Hancock was still thinking of precautions he was going to have to take. If the Brotherhood of Steel got to the Commonwealth, a whole lot of people were going to need a place to stay. That meant supplies, and more security for those supplies. He was hoping to make the city into a type of self-sufficient fortress. Such precautions take time, and he wasn’t sure if that was on his side anymore.
“Let your people know that Goodneighbor is still their ally. If Nate has a problem with that, he can stuff it,” Hancock growled. “Have the next messenger come by wanting to discuss the possibility of counterfeit caps, that way I’ll know they are from you guys. If they want me to kick Amari and Irma out, have them tell me where to send them. I can use the trick they pulled on Marian for a bit, but if they wait too long, I’ll need to come up with a different excuse.”
“I’ll do that,” Windowlicker said. “I’m going to miss this face; I didn’t really have it long enough to recognize it in the mirror yet.”
“Any idea of what you’re going with next?” Hancock asked.
“There is one.

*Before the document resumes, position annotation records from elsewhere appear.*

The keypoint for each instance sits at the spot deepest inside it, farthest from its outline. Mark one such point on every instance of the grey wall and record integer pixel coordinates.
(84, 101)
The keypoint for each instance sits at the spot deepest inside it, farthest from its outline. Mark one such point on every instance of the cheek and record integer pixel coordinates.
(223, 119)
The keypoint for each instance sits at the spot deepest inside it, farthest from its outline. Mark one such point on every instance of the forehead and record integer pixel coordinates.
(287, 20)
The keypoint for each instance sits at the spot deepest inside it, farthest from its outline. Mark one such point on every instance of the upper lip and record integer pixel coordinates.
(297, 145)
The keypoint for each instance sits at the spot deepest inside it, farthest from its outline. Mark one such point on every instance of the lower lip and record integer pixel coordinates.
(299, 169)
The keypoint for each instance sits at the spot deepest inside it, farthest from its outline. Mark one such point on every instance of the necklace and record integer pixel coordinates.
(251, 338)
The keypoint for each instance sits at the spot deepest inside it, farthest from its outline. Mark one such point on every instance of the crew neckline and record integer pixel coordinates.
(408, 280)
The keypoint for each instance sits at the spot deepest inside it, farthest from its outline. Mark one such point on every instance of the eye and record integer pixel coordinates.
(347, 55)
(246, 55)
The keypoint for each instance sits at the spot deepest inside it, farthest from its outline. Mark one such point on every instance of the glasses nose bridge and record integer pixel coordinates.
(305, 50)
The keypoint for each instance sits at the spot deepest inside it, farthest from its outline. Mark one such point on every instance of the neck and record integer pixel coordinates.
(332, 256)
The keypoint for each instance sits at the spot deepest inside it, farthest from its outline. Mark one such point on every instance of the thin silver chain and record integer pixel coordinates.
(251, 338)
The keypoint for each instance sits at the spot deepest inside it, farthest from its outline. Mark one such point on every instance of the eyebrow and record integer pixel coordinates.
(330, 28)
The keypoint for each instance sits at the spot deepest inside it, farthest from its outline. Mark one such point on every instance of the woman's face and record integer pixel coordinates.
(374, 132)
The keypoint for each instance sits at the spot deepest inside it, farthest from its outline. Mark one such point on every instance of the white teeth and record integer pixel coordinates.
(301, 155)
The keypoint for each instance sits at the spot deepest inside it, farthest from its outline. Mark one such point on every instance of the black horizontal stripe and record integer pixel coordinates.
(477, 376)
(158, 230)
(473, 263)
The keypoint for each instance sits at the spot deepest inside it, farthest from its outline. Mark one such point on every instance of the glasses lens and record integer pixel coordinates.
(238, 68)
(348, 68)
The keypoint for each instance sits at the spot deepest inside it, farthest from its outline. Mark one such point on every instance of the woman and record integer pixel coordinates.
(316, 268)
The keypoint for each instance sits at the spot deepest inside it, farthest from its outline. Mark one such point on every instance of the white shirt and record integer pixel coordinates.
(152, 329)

Running with Marian, I forgot that she tended to recycle her names. I was thinking with recycling my faces. I don’t think anyone would recognize me if I went with my old vault dweller look.”
Hancock chuckled at the thought of Windowlicker being a vault dweller. “When did you go with a look like that?”
“It’s my original,” Windowlicker said. “I was a little punk then, thought that I was tough just because I could put on a jacket and own a switchblade when I was a kid. I learned how wrong I was when I turned nineteen.”
“Don’t feel too bad, I thought I was tough for similar reasons, it took me until I was forty to figure that out.”
Windowlicker stood up. “I better get going. I’ll let my command know what you said. I’ll be seeing you around.”
Hancock gave Windowlicker 100 caps per freed slave for his work before the spy walked out of the room and shut the door behind him. Hancock felt almost as if he watched a friend die.
He quietly raised the glass of moonshine towards the door in a private toast, “Take care of yourself, Deacon.”